The dreaded time change! Anyone else hoping this is the last time we have to change the clocks? I supposed the “extra” hour of sleep (if you don’t have kids) in the fall is great, I mean when it’s not the year 2020. But losing that hour in the springtime can really throw people’s circadian rhythms into a tizzy.
So if we have a hard time adjusting, how do we help our kids adjust?

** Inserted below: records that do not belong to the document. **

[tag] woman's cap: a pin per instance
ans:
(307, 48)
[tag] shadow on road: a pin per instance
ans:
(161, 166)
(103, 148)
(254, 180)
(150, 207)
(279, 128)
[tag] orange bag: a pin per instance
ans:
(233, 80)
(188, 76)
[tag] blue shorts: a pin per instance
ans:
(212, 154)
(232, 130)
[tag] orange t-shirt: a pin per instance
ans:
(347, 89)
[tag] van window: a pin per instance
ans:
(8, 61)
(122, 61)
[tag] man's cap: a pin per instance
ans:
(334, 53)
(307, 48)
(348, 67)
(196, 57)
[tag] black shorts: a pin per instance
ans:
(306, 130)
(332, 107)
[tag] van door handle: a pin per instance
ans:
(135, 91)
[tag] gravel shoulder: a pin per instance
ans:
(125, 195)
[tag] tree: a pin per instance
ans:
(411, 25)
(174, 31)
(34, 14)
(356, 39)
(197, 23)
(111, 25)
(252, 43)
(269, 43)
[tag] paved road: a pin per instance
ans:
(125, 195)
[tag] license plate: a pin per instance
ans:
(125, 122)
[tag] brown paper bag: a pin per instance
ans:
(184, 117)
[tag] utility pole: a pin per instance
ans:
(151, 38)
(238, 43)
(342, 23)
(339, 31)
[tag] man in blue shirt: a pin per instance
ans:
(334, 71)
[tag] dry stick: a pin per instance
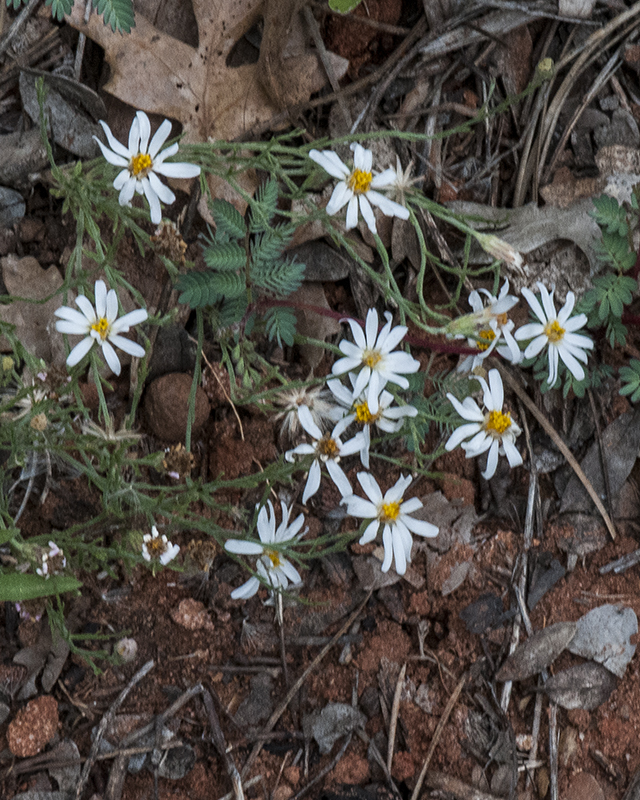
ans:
(219, 743)
(594, 42)
(314, 30)
(273, 719)
(18, 24)
(440, 782)
(603, 461)
(395, 709)
(334, 763)
(559, 443)
(438, 733)
(104, 724)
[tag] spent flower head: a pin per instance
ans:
(100, 325)
(142, 162)
(327, 449)
(274, 569)
(493, 327)
(491, 429)
(394, 515)
(356, 187)
(372, 354)
(555, 330)
(52, 561)
(387, 418)
(158, 548)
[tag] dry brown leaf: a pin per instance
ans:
(160, 74)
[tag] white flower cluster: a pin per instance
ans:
(492, 329)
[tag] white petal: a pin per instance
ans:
(79, 351)
(247, 589)
(111, 358)
(159, 138)
(352, 214)
(330, 162)
(155, 213)
(244, 547)
(313, 482)
(177, 169)
(339, 198)
(127, 346)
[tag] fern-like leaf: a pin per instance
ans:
(610, 215)
(200, 289)
(280, 278)
(280, 324)
(59, 8)
(117, 13)
(264, 206)
(228, 219)
(223, 257)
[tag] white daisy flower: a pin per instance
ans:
(158, 547)
(356, 409)
(52, 562)
(557, 331)
(272, 567)
(327, 449)
(395, 517)
(494, 327)
(357, 186)
(372, 352)
(100, 325)
(143, 162)
(490, 429)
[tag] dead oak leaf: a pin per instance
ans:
(158, 73)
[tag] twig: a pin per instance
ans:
(559, 443)
(273, 719)
(104, 724)
(395, 709)
(217, 738)
(19, 22)
(312, 24)
(334, 763)
(438, 733)
(603, 459)
(553, 751)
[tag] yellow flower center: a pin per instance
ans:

You pretty much have two options. How you handle it will really depend on your children. Are they able to be a little flexible with their schedules and bounce back quickly? Or are they pretty rigid and any little tweak throws them for a loop?
Easing Into the Change
Starting about 1 week out, you will start moving the schedule a little bit later. Every couple of days you will move it 15 minutes later. For example: If your current schedule is wake at 7 am, nap #1 at 9:30 am, nap #2 at 1:30 pm, bedtime at 6:30 pm, then you will move your times to be 7:15 am, 9:45 am, 1:45 pm, 6:45 pm. Continue to move those times later until you are a full hour later by Saturday. Then, Sunday morning you change the clocks and you are back to your old schedule.
This is actually what I do with my kids. They can be relatively flexible. When the clocks move backward, just continue your day by the clock. Don’t think about the old time, just go with the flow and they will adjust.
So my kids aren’t as flexible as I thought…
That happens, you can always move the times back every couple of days after the time change instead of before the time change. So the 7 am wake up suddenly became a 6 am wake up, nap 1 is now at 8:30, nap 2 at 12:30, and bedtime of 5:30! Push all those times forward 15 minutes. So the first day your naps will be 8:45 and 12:45 with bedtime at 5:45. But by the end of the week, you will be back to the regular schedule.
Eventually with consistency, which every option you choose, your kids will get back to their sleeping schedule. This time change is a lot easier to deal with and work through. Losing the hour can be a lot harder to deal with, especially for those higher sleep needs kids.